Questi profeti della salvazione dell’anima politica, tutti teoria e pratica di una esegesi del marxismo che contraddice la dialettica stessa della vita umana, soffrono più che altro di caratteracci introversi e di introspezioni così profonde da perdersi dentro sé stessi, ritenendosi il centro della morale politica, della giustezza dei comportamenti per portare avanti un vero spirito di classe, un vero modo d’essere comunisti senza farsi inquinare dalle tentazioni del capitalismo. Calcistiche, economiche, politiche che siano.

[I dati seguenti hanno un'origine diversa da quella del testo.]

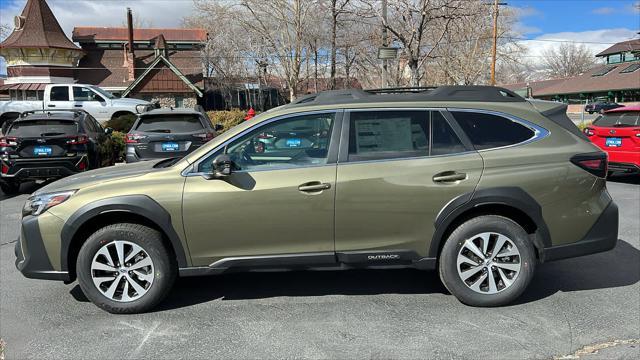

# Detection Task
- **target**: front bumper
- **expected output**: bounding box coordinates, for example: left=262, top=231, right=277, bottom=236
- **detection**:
left=544, top=201, right=619, bottom=262
left=14, top=215, right=70, bottom=281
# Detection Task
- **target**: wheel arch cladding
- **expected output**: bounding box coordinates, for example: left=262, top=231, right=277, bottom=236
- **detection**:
left=429, top=187, right=551, bottom=260
left=60, top=195, right=188, bottom=276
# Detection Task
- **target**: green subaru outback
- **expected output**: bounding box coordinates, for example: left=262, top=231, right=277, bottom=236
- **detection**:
left=15, top=86, right=618, bottom=313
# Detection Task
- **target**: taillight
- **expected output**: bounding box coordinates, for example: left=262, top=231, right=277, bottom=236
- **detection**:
left=76, top=157, right=88, bottom=171
left=66, top=135, right=89, bottom=145
left=571, top=152, right=608, bottom=178
left=584, top=127, right=594, bottom=137
left=193, top=132, right=214, bottom=141
left=0, top=137, right=17, bottom=147
left=1, top=162, right=8, bottom=174
left=125, top=133, right=147, bottom=144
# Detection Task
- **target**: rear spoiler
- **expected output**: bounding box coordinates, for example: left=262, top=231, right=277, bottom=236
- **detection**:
left=529, top=100, right=589, bottom=140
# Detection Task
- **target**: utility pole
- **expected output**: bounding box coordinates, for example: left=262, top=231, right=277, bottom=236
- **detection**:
left=381, top=0, right=388, bottom=88
left=490, top=0, right=507, bottom=86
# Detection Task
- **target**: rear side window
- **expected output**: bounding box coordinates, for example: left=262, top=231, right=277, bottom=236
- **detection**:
left=348, top=111, right=429, bottom=161
left=431, top=112, right=466, bottom=155
left=8, top=120, right=78, bottom=137
left=593, top=112, right=640, bottom=127
left=451, top=111, right=534, bottom=150
left=50, top=87, right=69, bottom=101
left=135, top=115, right=205, bottom=133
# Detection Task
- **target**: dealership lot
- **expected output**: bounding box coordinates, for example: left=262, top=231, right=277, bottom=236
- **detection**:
left=0, top=179, right=638, bottom=359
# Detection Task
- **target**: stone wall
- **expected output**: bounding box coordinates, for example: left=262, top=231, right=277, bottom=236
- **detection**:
left=147, top=93, right=198, bottom=109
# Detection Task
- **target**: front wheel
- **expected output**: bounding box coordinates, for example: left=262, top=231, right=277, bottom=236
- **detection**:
left=76, top=223, right=177, bottom=314
left=439, top=215, right=536, bottom=307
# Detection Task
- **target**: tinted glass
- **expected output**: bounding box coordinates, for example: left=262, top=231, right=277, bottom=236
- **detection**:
left=8, top=120, right=78, bottom=137
left=50, top=87, right=69, bottom=101
left=431, top=112, right=466, bottom=155
left=348, top=111, right=429, bottom=161
left=199, top=113, right=335, bottom=173
left=451, top=112, right=534, bottom=150
left=135, top=115, right=205, bottom=133
left=593, top=112, right=640, bottom=127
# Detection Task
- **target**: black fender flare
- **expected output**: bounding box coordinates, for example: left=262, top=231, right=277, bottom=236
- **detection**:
left=428, top=187, right=551, bottom=259
left=60, top=195, right=188, bottom=271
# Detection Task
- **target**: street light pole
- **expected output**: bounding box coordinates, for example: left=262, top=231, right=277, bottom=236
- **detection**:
left=490, top=0, right=507, bottom=86
left=381, top=0, right=388, bottom=88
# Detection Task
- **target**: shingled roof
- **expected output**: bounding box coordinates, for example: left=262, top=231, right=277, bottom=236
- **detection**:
left=0, top=0, right=80, bottom=50
left=596, top=39, right=640, bottom=57
left=72, top=27, right=207, bottom=43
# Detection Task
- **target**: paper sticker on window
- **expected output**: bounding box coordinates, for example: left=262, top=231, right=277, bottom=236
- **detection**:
left=354, top=118, right=413, bottom=153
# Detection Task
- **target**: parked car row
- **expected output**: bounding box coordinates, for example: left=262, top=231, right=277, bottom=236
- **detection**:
left=0, top=106, right=220, bottom=194
left=584, top=101, right=623, bottom=114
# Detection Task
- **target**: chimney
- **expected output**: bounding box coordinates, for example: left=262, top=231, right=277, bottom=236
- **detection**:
left=125, top=7, right=135, bottom=81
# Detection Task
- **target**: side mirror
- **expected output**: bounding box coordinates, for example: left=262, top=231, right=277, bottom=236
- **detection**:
left=210, top=154, right=237, bottom=178
left=214, top=123, right=224, bottom=132
left=104, top=127, right=114, bottom=135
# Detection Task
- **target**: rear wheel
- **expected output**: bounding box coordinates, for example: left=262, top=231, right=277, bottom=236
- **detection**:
left=0, top=180, right=20, bottom=195
left=439, top=215, right=536, bottom=307
left=76, top=223, right=177, bottom=314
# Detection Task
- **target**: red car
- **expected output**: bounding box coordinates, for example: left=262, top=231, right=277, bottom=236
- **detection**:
left=584, top=105, right=640, bottom=175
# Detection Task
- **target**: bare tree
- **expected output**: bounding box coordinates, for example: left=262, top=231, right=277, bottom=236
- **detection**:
left=0, top=23, right=12, bottom=42
left=322, top=0, right=351, bottom=89
left=541, top=42, right=598, bottom=78
left=240, top=0, right=316, bottom=101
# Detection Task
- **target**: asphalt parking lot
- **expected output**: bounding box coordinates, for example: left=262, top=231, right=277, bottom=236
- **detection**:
left=0, top=178, right=638, bottom=359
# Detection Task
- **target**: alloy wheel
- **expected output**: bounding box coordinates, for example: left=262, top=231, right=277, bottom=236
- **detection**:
left=456, top=232, right=521, bottom=294
left=90, top=240, right=155, bottom=302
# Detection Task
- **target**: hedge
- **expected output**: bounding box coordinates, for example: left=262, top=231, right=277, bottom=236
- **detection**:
left=207, top=109, right=249, bottom=134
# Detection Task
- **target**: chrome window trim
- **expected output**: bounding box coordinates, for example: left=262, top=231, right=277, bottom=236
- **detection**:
left=446, top=107, right=550, bottom=152
left=182, top=109, right=342, bottom=177
left=338, top=150, right=478, bottom=166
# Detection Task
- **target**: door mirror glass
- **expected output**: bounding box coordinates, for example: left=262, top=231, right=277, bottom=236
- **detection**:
left=214, top=123, right=224, bottom=132
left=211, top=154, right=237, bottom=178
left=105, top=127, right=114, bottom=135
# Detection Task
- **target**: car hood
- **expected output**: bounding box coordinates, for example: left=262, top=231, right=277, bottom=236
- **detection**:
left=34, top=160, right=161, bottom=195
left=112, top=97, right=150, bottom=106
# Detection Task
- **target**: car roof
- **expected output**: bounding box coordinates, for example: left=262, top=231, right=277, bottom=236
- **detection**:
left=16, top=111, right=84, bottom=122
left=605, top=105, right=640, bottom=113
left=280, top=86, right=526, bottom=110
left=141, top=108, right=202, bottom=116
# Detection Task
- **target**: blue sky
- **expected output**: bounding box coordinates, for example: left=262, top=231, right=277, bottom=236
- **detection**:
left=510, top=0, right=639, bottom=37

Non si rendono conto che sono soltanto degli stupidi, perché nel rigettare quella impurità che scorgono nell’essere al contempo anticapitalisti e tifosi dell’Italia agli Europei o, perché no…, ammiratori del Festival di Sanremo, non permettono alla gente di comprendere le ragioni di questa scissione, di questo mantenimento di una presunta “diversità” che lo è solo a parole e che nei fatti è ortodossia. Una fattispecie di ermetismo elitario ed esclusivista che si rivolge, davvero profeticamente, a pochi seguaci che non si fanno corrompere dalle tentazioni del mercato.
Vorrei rassicurarli: disprezzo il calciomercato, penso che vadano rivisti tanto i premi partita quanto i contratti milionari dei giocatori. Fosse per me guadagnerebbero poco più di un metalmeccanico (magari aumentiamoli un po’ i salari degli operai…). Ma tutto questo non c’entra con la lotta di classe, con la critica al sistema capitalistico, con l’antiliberismo e il comunismo.
Non c’entra nulla. Perché se una squadra vince o perde, ciò cambia soltanto le quotazioni dei giocatori nelle compravendite successive e le quotazioni di borsa delle società stesse di calcio. Ma tifare per l’Italia agli Europei e lasciarsi trascinare dalla passione non deve essere un senso di colpa istillato dai sacerdoti di un comunismo tradizionalista, conservatore e osservante la liturgia più ferrea sostituendo la visione della partita con un film sulla ricerca scientifica nell’Unione Sovietica degli anni ’50.
Sono pure sprecate tante parole per queste compagne e questi compagni che, alla fine, altro non sono che dei simpatici, cialtroneschi idioti. Sia detto, appunto, con grande simpatia ma con molta poca stima. Soprattutto politica.
Intanto, l’Europeo l’abbiamo vinto! Tiè!